Monterey Bans Plastic Utensils and Straws for Foodservice in a Nod to Ocean Health

This article was originally published by the Monterey County Weekly.

MONTEREY, CA—At first it might look like a bit of dry legislative parlance, but Monterey City Council's Nov. 20 agenda item No. 16, an amendment to Chapter 14 of the Monterey City Code dealing with garbage and refuse, is anything but. 

The first reading of the ordinance—to “Prohibit Use of Plastic Beverage Straws and Amend the Definition of Disposable Food Service Ware to Include Straws, Utensils, Stirrers and Cup Lids Thereby Requiring These Products to be Biodegradable, Compostable or Recyclable”—drew almost a dozen individuals to the microphone during the public comment period.

Representatives from the Monterey Bay Aquarium, Save the Whales and the Surfrider Foundation voiced support for the ordinance, which will strengthen the city of Monterey’s already strict single-use disposable plastic laws—banning plastic straws, utensils and stirrers and requiring disposable food service ware to be recyclable, compostable or biodegradable.

Plastic debris littering the beaches of Lana’i, Hawai’i

Plastic debris littering the beaches of Lana’i, Hawai’i

Single-use disposable plastics, including items like straws, takeout containers and coffee cup lids, have been increasingly targeted by advocates of ocean conservation and local and state governments responding to growing concerns about ocean plastic pollution.

According to Ted Terrasas, sustainability coordinator for the city of Monterey, seven billion tons of plastic have been discarded since the 1950s—and only 9 percent of that has been recycled.

It wasn't just the environmental community that showed up to address members of the Monterey City Council. Members of the disabled community who rely on plastic straws to live a life of independence were also in attendance.

The amendment includes an exemption for individuals with a self-identified disability, allowing them to receive plastic straws upon request. The exemption to an all-out ban was applauded during public comment. (This exemption does not apply to other disposable foodservice items, such as utensils.)
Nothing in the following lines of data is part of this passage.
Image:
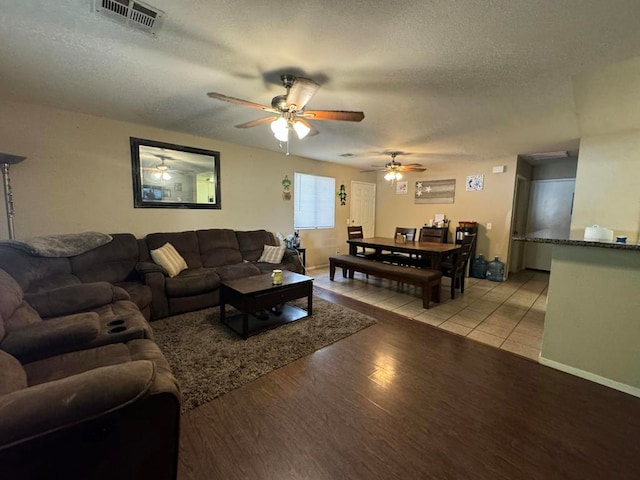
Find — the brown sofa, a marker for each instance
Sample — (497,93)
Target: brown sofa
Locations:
(212,255)
(85,394)
(114,262)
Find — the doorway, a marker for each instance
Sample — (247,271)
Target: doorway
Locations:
(363,207)
(519,223)
(550,208)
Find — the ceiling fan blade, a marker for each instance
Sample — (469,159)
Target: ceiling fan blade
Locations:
(301,92)
(312,131)
(342,115)
(256,122)
(239,101)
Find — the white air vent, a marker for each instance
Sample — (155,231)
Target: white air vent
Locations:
(130,12)
(546,156)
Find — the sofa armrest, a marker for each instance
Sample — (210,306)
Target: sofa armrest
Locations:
(52,337)
(38,410)
(109,422)
(75,298)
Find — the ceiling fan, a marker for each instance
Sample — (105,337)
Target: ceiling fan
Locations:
(394,169)
(289,109)
(160,170)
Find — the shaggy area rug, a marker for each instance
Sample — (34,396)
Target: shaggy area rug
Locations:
(209,359)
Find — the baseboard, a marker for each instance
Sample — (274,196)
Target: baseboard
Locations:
(607,382)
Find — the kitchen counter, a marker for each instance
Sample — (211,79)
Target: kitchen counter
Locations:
(577,239)
(591,326)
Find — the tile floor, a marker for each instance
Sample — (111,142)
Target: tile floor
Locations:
(507,315)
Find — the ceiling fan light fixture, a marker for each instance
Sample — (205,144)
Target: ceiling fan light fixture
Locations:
(280,129)
(301,129)
(392,176)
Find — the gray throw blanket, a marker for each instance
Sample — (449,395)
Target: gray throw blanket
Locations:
(63,245)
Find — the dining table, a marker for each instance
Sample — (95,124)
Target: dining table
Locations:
(430,252)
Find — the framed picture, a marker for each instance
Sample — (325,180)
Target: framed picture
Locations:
(435,191)
(475,182)
(194,174)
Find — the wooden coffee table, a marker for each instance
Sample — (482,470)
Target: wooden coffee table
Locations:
(257,294)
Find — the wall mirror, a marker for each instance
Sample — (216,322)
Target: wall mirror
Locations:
(174,176)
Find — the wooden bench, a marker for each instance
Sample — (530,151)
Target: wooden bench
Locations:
(428,279)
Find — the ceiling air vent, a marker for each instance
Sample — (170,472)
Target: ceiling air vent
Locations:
(133,13)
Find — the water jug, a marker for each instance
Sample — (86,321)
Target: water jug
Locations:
(495,270)
(479,267)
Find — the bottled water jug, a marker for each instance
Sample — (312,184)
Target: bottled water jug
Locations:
(495,270)
(479,267)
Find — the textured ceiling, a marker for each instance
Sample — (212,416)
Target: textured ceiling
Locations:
(440,79)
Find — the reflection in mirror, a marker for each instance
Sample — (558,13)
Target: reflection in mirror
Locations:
(174,176)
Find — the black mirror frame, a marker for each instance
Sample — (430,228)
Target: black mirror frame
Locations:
(139,202)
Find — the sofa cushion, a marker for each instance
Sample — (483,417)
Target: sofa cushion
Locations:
(272,254)
(169,259)
(218,247)
(252,243)
(35,274)
(72,363)
(185,243)
(13,376)
(239,270)
(113,262)
(192,281)
(140,294)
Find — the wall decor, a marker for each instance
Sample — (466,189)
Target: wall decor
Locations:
(435,191)
(193,172)
(475,182)
(286,188)
(402,188)
(342,195)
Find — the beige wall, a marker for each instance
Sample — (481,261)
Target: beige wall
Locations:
(607,193)
(492,205)
(591,325)
(77,177)
(592,328)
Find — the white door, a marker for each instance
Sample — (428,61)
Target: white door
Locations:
(363,207)
(550,207)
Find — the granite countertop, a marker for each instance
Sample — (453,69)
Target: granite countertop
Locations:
(575,238)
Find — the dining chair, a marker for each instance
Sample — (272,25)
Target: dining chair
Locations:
(456,268)
(354,232)
(399,258)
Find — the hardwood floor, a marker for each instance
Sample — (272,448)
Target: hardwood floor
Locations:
(402,399)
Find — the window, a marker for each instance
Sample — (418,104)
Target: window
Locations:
(314,201)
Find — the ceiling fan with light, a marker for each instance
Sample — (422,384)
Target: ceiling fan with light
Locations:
(395,169)
(160,170)
(289,109)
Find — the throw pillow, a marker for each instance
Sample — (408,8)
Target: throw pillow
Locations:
(272,254)
(169,259)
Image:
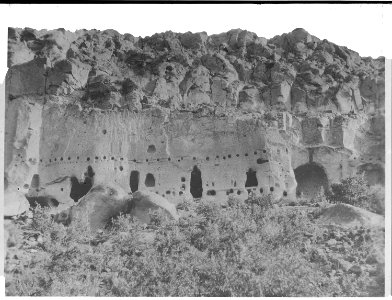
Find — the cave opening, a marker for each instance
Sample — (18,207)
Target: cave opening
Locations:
(251,178)
(151,149)
(78,190)
(134,181)
(373,173)
(35,182)
(150,180)
(310,178)
(196,185)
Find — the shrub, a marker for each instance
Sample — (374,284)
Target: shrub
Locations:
(247,249)
(355,191)
(351,190)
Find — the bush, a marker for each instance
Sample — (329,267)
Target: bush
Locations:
(355,191)
(246,249)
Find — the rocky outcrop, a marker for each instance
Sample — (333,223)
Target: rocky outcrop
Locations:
(104,202)
(145,202)
(244,110)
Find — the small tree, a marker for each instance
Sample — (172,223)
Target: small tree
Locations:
(352,190)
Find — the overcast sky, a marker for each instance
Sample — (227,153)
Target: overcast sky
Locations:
(364,28)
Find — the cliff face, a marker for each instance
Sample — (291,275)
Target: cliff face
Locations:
(189,114)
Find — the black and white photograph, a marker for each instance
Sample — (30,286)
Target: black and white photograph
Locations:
(197,150)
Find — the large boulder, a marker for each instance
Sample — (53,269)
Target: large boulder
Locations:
(144,202)
(97,207)
(104,202)
(346,215)
(15,203)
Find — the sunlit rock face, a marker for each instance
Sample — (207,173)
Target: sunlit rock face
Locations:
(188,115)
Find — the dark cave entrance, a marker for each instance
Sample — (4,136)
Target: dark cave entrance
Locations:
(35,182)
(373,173)
(134,181)
(251,178)
(310,178)
(150,180)
(196,186)
(78,190)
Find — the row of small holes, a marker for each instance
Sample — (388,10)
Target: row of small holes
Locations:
(158,159)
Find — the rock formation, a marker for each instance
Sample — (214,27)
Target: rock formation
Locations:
(188,115)
(104,202)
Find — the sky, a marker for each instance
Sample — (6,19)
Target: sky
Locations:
(363,28)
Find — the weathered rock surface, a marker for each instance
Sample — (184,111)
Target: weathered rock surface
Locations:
(350,216)
(245,110)
(144,202)
(97,207)
(104,202)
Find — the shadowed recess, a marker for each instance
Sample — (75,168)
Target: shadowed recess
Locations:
(374,174)
(134,181)
(310,178)
(196,187)
(251,178)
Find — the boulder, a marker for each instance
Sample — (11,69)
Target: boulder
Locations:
(144,201)
(104,202)
(97,207)
(346,215)
(15,203)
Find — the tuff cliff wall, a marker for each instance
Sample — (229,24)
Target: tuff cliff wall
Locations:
(189,114)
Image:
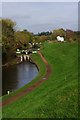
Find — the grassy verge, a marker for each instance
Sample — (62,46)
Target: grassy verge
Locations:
(57,97)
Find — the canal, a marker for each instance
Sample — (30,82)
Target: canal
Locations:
(16,76)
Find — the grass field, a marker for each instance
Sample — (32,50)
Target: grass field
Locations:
(57,97)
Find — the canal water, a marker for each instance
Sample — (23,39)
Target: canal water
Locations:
(16,76)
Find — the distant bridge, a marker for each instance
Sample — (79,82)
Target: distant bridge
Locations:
(24,57)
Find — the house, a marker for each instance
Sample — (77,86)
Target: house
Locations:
(61,39)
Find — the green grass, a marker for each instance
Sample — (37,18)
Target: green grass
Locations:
(57,97)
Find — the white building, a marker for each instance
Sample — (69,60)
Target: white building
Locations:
(61,39)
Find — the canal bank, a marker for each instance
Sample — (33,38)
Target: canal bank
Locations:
(42,70)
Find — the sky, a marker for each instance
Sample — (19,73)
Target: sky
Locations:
(42,16)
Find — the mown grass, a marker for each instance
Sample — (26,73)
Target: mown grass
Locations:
(57,97)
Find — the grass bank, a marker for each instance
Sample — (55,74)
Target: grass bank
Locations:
(57,97)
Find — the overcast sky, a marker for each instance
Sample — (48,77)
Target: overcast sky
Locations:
(45,16)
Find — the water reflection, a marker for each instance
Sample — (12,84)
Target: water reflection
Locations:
(14,77)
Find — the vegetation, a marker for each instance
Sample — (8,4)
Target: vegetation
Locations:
(12,39)
(57,97)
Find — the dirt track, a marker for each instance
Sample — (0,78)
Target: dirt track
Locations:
(15,97)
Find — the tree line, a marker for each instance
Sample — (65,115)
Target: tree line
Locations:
(12,39)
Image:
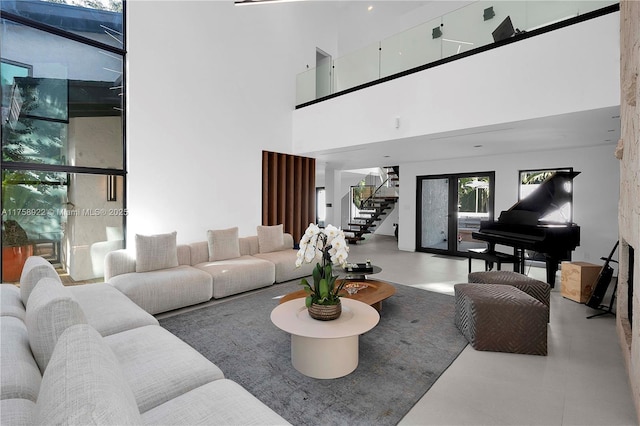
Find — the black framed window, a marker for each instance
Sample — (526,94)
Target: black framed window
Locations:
(63,158)
(530,180)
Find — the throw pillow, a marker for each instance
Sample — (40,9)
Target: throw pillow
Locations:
(51,309)
(155,252)
(223,244)
(270,238)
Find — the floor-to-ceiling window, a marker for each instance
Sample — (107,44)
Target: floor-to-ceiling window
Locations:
(450,208)
(63,158)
The council voted 5-0 to pass the ordinance which is set for a second and final reading on Dec. 4. If passed them, it  will become law on April 22, 2019, Earth Day.

No one spoke in opposition to the ordinance, but Ximena Waissbluth, coordinator for the Monterey Chapter of Surfrider, stressed that while this amendment is a step forward toward eliminating plastic pollution, she ”would love to see stronger language in future iterations” of the city code.

With this ordinance, Monterey joins cities like Carmel-by-the-Sea and Malibu in passing restrictions on the use of single-use disposable plastic for restaurants.